Suspended in the weightlessness of space and the persistence of time, the piece refers to skies mapped by lines that join distant points, by the tension of parallel lines, by pendulums that oscillate. With a closer look, we can also imagine the space debris orbiting around the Earth, floating inert in the void, objects circulating around the planet, remnants that have lost their way, a drawing of stars, or some scattered thoughts.

While wandering through Hamburg, Chilean artist María Edwards collected different variables for her contemporary diorama. It connects the port’s history of material goods that enter and leave the city with natural elements from the green lungs of the Stadtpark and random objects that came her way, all translated into a “Common Constellation."

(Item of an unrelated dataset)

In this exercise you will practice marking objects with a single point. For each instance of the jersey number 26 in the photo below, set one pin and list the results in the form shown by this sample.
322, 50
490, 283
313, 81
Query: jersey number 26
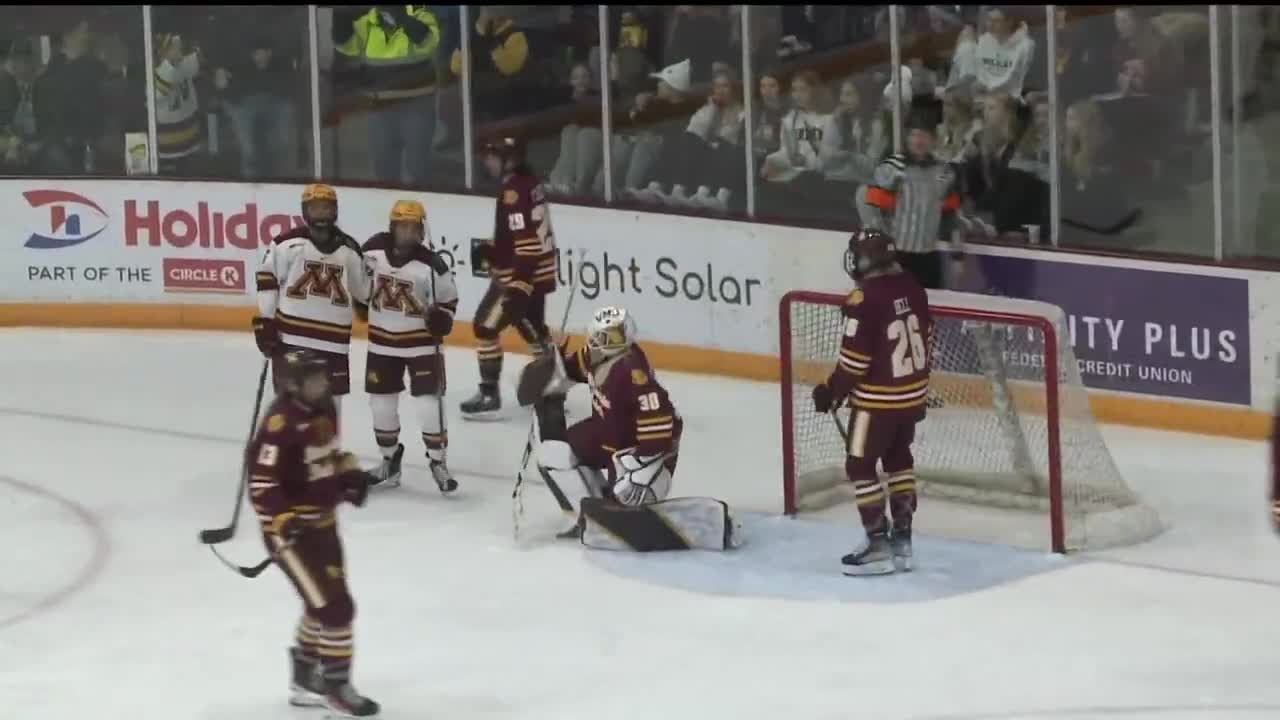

The international Outer Space Treaty, signed in 1967, called the universe “the common province of all mankind” and prohibits any claims of ownership over celestial bodies. Today, private oligarchs plan to colonize space, while millions of junk objects orbit the planet, preventing us from seeing the theater of the stars. Edwards’ diorama reflects the etymology of the word itself: an image one can look through, a miniature that enables us to grasp the scale of the issue. It merges past, present, and future, lightness and weight, density and emptiness, environmental justice, earthly cosmology, and various cosmic laws that invite us to question what we are when we look at the cosmos: an instant in the immensity of space, a spark in the immemorial perspective of time.


María Edwards was born in 1982 in Santiago, where she still lives and works today.